En un autre endroit où des réfugiés s’étaient installés, la rosée était si abondante que chaque matin leurs draps étaient mouillés et devaient être tordus et séchés pour être prêts la nuit suivante. Mais personne ne se plaignait.
De nombreuses personnes ne sachant où fuir ou étant trop pauvres pour s’en aller, sont restées dans la ville sinistrée. Pour trouver une compagnie, du courage et une protection la nuit, des groupes se forment. La plupart des gens dorment sur des lits de camp qui ne leur procurent guère de chaleur durant les nuits fraîches. La situation des témoins demeurés à Managua s’améliore, mais ils rencontrent des difficultés.
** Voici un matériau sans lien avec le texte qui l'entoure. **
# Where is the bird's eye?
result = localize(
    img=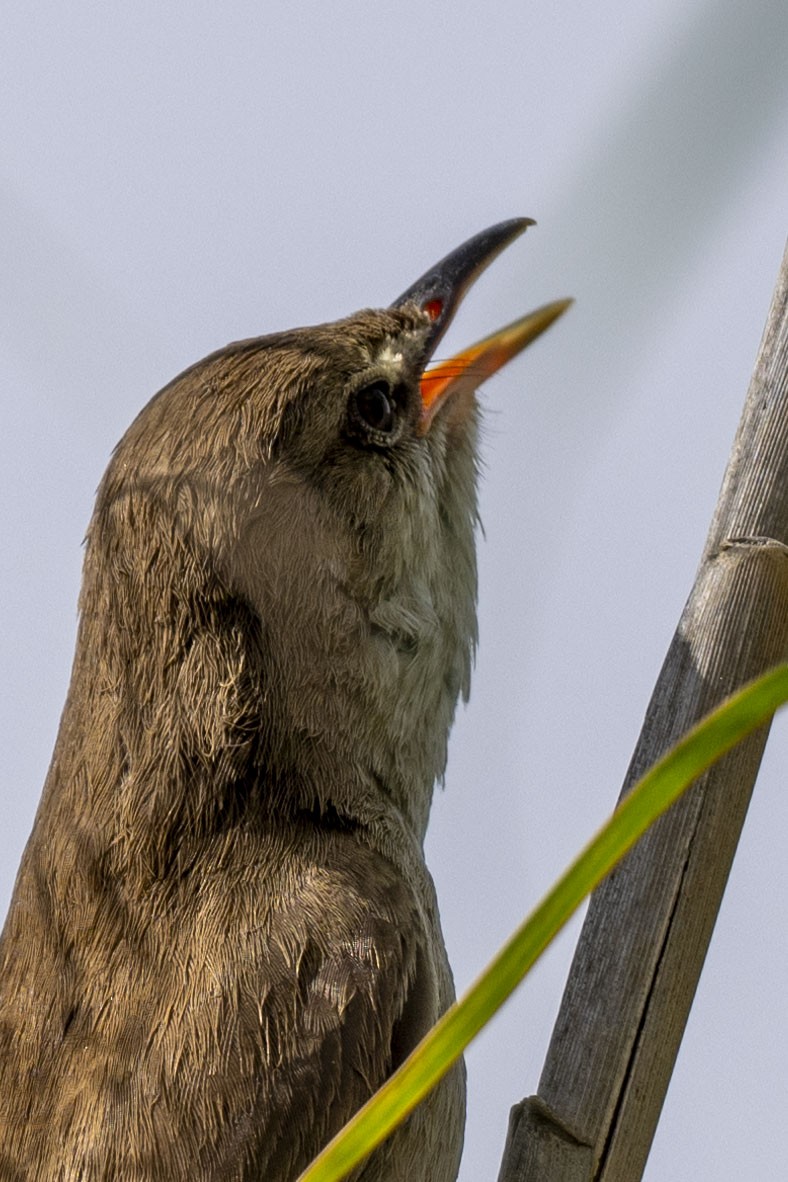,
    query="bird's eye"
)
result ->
[356,382,395,435]
[349,379,402,447]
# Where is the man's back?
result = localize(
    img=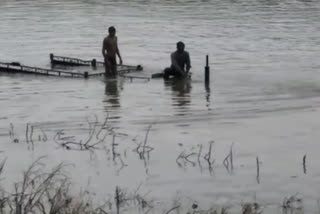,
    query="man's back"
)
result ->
[103,36,117,58]
[171,51,191,71]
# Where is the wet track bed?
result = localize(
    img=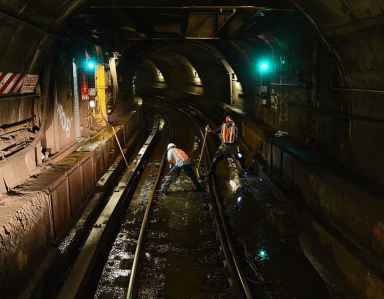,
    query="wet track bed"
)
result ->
[95,162,160,298]
[95,108,241,299]
[214,165,331,299]
[138,177,234,298]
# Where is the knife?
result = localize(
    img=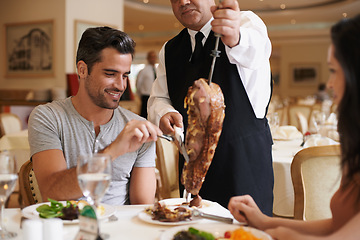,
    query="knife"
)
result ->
[175,127,190,163]
[158,131,190,162]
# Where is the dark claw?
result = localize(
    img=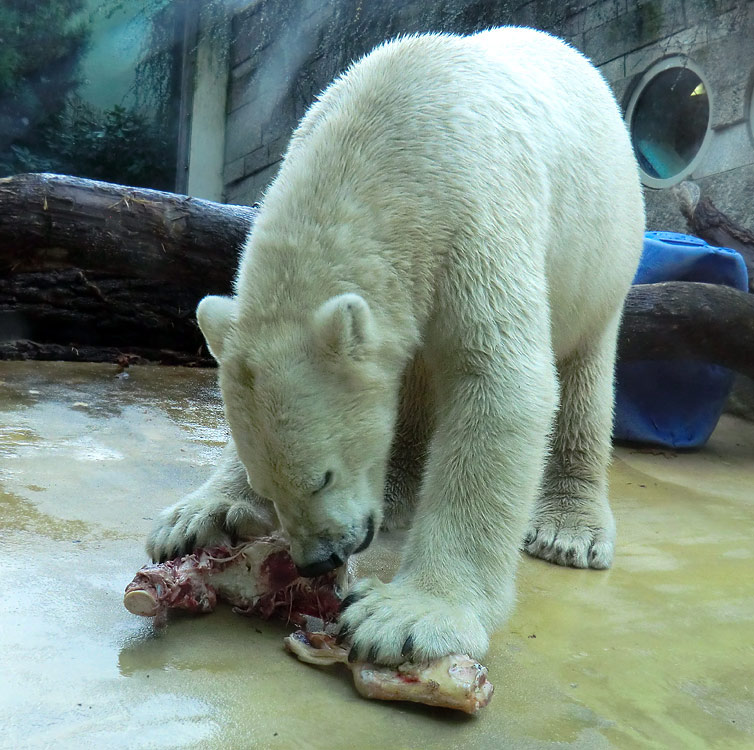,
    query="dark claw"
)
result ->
[340,594,361,612]
[335,625,351,646]
[401,635,414,658]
Trois semaines après le tremblement de terre, on rencontra une femme de soixante-dix ans qui dormait dans la rue, sur un lit de camp placé près d’une clôture. Pour essayer de se protéger contre le vent froid de la nuit, elle avait assemblé quelques morceaux de contre-plaqué autour d’elle. Les témoins participant au programme de secours ont monté une tente pour qu’elle puisse y vivre. Quand elle vit la tente dressée, elle éclata en sanglots. D’autres témoins ne purent non plus retenir leurs larmes quand ils reçurent leur tente. Beaucoup avaient dû dormir dehors, sur des lits de camp ou à même le sol. Quand on considère tout ce qui s’est passé, il est presque miraculeux qu’aucun témoin de Jéhovah n’ait perdu la vie.
Une aide spirituelle
Cinq jours après le tremblement de terre, il a été décidé d’évacuer le bâtiment de la filiale de la Société Watch Tower et la maison des missionnaires. La filiale se trouve maintenant à une vingtaine de kilomètres au sud-est de Managua. Là, une famille a offert généreusement de mettre une partie de sa maison à la disposition de la Société pour que le bureau de la filiale poursuive sa tâche et que les services de secours continuent à fonctionner sans interruption à partir d’un endroit central. Sur les 404 700 habitants de Managua, environ 100 000 sont restés dans la ville. Parmi eux, il y a de nombreux témoins. Le bureau de la filiale et le surveillant de circonscription responsable de la région de Managua ont rapidement mis au point un programme permettant de visiter les témoins et de les réunir dans différents groupes. Les réunions de congrégation ainsi que le ministère du champ ont été réorganisés. Il a été prévu que le surveillant de circonscription visiterait chaque groupe un jour et demi. Au bout de dix jours, tous ces groupes fonctionnaient convenablement.
La première visite du surveillant de circonscription dans ces groupes fut suivie d’une deuxième qui dura deux jours. Une journée était consacrée au ministère du champ, et l’autre à des réunions spéciales. La loi martiale ayant été décrétée, aucune réunion ne pouvait avoir lieu le soir. À chaque visite, le surveillant de circonscription distribuait de la nourriture et des vêtements, et donnait des instructions spéciales concernant l’hygiène et les dangers de contamination. Il surveillait aussi la santé physique des frères, prenant note de tous ceux qui avaient besoin de médicaments ou devaient être hospitalisés. Toutes ces dispositions se sont révélées une véritable bénédiction pour tous.
Une partie du “signe”
Ce fut vraiment une tragédie pour les centaines de milliers d’habitants de Managua. La peur, l’angoisse et l’horreur ont incité de nombreuses personnes à prier Dieu. Continueront-elles dans leurs efforts à s’approcher de Dieu ? Croiront-elles à la Bible qui annonce qu’il y aura “de grands tremblements de terre” en ce temps de la fin ? Seul l’avenir le montrera. — Luc 21:7, 11.
Les travaux de reconstruction ont commencé, mais personne ne peut faire revivre les êtres chers qui sont morts. Seul Jéhovah Dieu, le Créateur, le peut. Or, les Écritures nous donnent l’assurance qu’il le fera. — Jean 5:28, 29.